Did you pick up the new iPhone yet? Or maybe you’re one of the tens (perhaps hundreds?) of millions of other iOS users that have updated to iOS 6?
iOS users are incredibly loyal when it comes to updating the software that powers their Apple gadgets, especially iPhones. Less than two weeks after iOS 6 was released, the ad network Chitika was tracking a 60 percent adoption rate among all iPhone users on its network. Needless to say, there’s a lot of iPhone users getting accustomed to new features and settings on their devices this fall.
Users might be enjoying these changes, but the implications for marketers and advertisers is a mixed bag. Apple is taking a more streamlined approach to advertising and privacy settings by giving users greater control over their mobile experience as it relates to ad targeting, tracking and the push-and-pull nature of data between apps and users.
The Ad Network View
With iOS 6, Apple introduced a new Advertising Identifier that acts as “a non-permanent, non-personal” tracking mechanism for advertisers to deliver targeted ads. Apple isn’t cool with UDIDs anymore, and why should it be? They were openly abused. The new code is set to replace UDIDs over time. A basic toggle-switch setting in iOS 6 promises users the ability to turn off or “limit” ad tracking — at least that’s how Apple is selling it. It all feels very beta. Few if any ad networks or apps have implemented the new advertising identifier, but all will eventually be required to do so, according to Apple.

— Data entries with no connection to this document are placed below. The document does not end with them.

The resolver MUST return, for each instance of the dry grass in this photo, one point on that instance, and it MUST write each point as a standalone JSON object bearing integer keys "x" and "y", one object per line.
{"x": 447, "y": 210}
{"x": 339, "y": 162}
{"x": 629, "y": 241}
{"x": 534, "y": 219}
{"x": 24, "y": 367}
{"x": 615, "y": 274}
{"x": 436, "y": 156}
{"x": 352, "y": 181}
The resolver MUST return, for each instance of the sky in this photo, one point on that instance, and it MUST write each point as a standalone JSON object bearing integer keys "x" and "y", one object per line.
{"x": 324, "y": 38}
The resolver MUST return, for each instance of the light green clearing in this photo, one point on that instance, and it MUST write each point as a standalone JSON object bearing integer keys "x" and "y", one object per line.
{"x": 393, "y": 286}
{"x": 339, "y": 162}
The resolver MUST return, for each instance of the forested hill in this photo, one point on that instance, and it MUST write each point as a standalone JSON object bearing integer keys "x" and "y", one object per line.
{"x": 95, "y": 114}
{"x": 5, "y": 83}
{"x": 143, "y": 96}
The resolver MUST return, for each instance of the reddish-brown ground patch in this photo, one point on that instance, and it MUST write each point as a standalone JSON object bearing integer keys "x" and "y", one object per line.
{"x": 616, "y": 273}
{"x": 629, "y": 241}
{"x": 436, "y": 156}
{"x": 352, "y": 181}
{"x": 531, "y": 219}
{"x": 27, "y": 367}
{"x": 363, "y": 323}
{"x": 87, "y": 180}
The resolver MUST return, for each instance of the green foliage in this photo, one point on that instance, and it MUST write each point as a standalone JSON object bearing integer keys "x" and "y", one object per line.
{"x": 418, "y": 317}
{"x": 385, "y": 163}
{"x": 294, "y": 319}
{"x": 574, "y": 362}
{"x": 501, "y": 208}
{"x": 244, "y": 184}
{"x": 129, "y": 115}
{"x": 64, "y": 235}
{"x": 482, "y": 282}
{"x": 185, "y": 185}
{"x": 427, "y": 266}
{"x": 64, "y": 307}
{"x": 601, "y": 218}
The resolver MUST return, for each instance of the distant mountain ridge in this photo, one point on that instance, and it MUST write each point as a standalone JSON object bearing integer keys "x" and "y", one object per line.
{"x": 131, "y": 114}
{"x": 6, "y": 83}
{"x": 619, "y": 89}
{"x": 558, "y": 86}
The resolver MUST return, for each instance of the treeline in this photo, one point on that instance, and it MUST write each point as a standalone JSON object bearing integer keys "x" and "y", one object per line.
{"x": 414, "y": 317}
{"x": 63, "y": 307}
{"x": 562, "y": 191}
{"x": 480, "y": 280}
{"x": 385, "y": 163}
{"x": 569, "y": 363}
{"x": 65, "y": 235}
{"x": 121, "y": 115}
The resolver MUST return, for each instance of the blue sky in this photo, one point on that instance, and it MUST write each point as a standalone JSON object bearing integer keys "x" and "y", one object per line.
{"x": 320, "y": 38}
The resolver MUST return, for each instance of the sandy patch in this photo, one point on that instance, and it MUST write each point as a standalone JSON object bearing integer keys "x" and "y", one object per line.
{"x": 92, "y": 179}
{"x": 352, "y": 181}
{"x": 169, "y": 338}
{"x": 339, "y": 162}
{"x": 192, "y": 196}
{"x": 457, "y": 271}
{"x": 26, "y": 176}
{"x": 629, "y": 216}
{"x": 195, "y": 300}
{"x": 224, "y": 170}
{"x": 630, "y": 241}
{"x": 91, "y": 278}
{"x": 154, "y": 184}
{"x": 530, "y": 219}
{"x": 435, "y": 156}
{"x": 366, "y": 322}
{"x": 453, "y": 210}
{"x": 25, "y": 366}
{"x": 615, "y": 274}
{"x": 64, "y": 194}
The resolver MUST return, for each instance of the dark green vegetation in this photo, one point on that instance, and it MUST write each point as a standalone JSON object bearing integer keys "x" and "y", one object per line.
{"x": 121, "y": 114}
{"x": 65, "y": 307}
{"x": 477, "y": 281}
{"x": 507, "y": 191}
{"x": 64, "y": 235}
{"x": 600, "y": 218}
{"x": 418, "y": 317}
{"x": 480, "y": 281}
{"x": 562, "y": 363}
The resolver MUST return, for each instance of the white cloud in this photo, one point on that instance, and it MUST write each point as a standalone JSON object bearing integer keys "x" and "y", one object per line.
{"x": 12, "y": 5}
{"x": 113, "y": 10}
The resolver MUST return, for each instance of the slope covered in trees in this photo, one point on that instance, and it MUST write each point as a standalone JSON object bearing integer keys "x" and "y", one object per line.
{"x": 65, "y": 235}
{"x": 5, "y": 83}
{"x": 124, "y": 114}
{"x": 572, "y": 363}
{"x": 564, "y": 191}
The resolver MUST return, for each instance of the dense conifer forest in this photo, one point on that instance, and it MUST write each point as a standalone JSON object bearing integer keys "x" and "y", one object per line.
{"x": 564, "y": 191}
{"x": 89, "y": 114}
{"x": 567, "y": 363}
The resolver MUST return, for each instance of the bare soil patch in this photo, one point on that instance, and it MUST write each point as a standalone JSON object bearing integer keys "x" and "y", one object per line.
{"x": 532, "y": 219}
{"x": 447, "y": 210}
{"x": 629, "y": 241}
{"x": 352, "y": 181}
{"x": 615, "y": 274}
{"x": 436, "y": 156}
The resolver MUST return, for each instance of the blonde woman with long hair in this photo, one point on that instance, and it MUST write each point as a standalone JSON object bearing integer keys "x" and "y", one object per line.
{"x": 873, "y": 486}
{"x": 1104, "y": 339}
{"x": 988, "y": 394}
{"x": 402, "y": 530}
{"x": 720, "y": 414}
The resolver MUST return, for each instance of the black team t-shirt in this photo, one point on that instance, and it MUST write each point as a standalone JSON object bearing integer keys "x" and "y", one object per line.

Until then, it warns users: “you may still receive targeted ads.”
It’s unclear when the transition away from UDIDs will be complete and it’s unlikely we’ll see ad networks do so until they are forced to make the switch. But after the UDID mess, some in the industry are embracing the change and hoping that the new identifiers will somehow replicate the almighty cookie. Apple certainly seems to have sided with the suits in advertising by burying the limit ad tracking option deep into its menu system (settings>general>about>advertising). I’d be surprised if 1 percent of iOS 6 users ever actually see it there. That lack of discoverability could give advertisers the flexibility they need to effectively render the new setting moot in perpetuity.
The Consumer Perspective
On the surface, Apple does appear to be taking a more consumer-centric approaching to privacy settings in iOS 6. A new privacy tab sits front and center in the main settings menu, giving users more direct visibility into which apps have requested access to features or data on their device. I don’t know about you, but I like knowing which apps want to pull up my location, scan through my contacts, calendars, reminders or photos, and gain access to my Twitter and Facebook accounts.
Users can drill into each of those categories to see which apps have requested access and which apps they allowed to retrieve that respective data. Why does Verizon’s FiOS Remote app want access to my photos? I’ll probably never know, but at least I know the request has been made and denied. Same goes for the Flashlight app requesting my location data. What is that about?
Instead of forcing users to search endlessly to turn off these permissions, Apple has placed everything in a single menu that even the most technologically averse users should be able to understand. It’s all on the up and up. By giving users more direct access to their privacy controls, Apple is at least symbolically embracing our right to know and control. So long as it works out that way, color me impressed.